Sous la forme d’une lettre ouverte au parlement du pays, ce message appelle les chinois à se rassembler dans treize villes pour réclamer plus de transparence de la part du gouvernement et une plus grande liberté d’expression. Dans ce message, les protestataires reprennent les griefs adressés aux dirigeants des pays arabes lors des soulèvements en Tunisie, Egypte, Libye ou encore au Bahreïn. Sont dénoncés la corruption du gouvernement, le manque de transparence et la censure d’Internet et des médias.

Le premier « rassemblement de jasmin » à la chinoise s’est tenu dimanche dernier : pour l’occasion, les autorités chinoises ont déployé d’importants effectifs de police dans les villes pour lesquelles l’appel avait été lancé. Et malgré le faible nombre de manifestants, la police a procédé à plusieurs arrestations.

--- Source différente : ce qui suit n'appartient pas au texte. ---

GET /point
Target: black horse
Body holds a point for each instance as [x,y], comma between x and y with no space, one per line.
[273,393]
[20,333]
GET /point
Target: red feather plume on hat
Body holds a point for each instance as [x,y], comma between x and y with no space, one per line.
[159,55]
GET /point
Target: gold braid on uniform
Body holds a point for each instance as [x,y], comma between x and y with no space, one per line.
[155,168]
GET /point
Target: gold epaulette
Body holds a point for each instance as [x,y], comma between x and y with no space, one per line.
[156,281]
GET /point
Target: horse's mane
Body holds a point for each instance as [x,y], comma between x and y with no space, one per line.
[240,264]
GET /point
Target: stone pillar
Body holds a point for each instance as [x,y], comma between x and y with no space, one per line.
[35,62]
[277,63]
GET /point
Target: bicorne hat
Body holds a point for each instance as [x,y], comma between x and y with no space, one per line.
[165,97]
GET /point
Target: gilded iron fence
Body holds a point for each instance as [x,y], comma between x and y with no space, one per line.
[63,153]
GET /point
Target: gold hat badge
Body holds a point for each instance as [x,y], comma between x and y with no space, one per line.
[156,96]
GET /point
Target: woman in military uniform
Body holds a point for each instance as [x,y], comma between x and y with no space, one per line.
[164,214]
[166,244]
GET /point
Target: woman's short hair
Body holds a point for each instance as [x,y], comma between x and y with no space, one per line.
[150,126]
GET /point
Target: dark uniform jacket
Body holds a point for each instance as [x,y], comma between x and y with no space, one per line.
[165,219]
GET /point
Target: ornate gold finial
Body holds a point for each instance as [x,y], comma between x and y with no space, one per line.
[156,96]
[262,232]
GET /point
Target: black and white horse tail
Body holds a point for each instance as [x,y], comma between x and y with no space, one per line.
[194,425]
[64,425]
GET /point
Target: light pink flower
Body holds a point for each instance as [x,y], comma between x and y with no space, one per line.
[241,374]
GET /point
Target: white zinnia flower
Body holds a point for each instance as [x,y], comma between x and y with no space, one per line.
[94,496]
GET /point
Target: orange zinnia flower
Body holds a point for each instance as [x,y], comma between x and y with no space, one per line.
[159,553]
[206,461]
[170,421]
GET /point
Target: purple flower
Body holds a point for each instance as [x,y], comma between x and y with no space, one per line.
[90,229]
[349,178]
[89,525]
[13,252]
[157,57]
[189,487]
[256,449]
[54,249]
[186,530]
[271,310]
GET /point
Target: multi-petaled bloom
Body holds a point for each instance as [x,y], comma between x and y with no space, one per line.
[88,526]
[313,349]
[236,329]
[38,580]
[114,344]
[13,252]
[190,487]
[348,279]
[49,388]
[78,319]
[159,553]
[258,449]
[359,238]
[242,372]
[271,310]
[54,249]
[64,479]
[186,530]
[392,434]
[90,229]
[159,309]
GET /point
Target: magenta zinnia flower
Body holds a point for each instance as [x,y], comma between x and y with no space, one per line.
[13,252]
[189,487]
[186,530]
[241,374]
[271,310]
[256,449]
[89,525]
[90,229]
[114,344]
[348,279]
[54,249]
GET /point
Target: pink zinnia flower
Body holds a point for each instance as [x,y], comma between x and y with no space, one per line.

Inspirés par le succès des manifestations en Tunisie, les initiateurs de ce mouvement espèrent obtenir le même dénouement : la chute du régime en place. Ils déclarent en effet dans leur missive publiée en ligne à l’étranger : « Nous invitons chaque participant à se promener, à observer, voire à prétendre qu’il ne fait que passer. Pour peu que vous soyez présents, le gouvernement autoritaire va trembler de peur. »

Cet espoir est-il fondé ? Une chose est certaine, l’exécutif chinois n’est pas serein. Suite à la poussée des aspirations démocratiques dans le monde arabe, les autorités chinoises ont fortement accentué la censure des forums de discussion et des blogs. D’autre part, alors qu’on l’interrogeait sur le déploiement policier de dimanche et sur la disparition d’éminents avocats et militants tels que Teng Biao et Tang Jitian, le porte-parole du ministère des Affaires étrangères a préféré esquiver la question en insistant sur l’importance de l’ « harmonie sociale » chinoise et « la volonté commune du peuple chinois de se concentrer sur la construction et le développement du pays. ». La question est de savoir sur quelle bataille va se focaliser cette « volonté commune du peuple chinois » – si elle existe.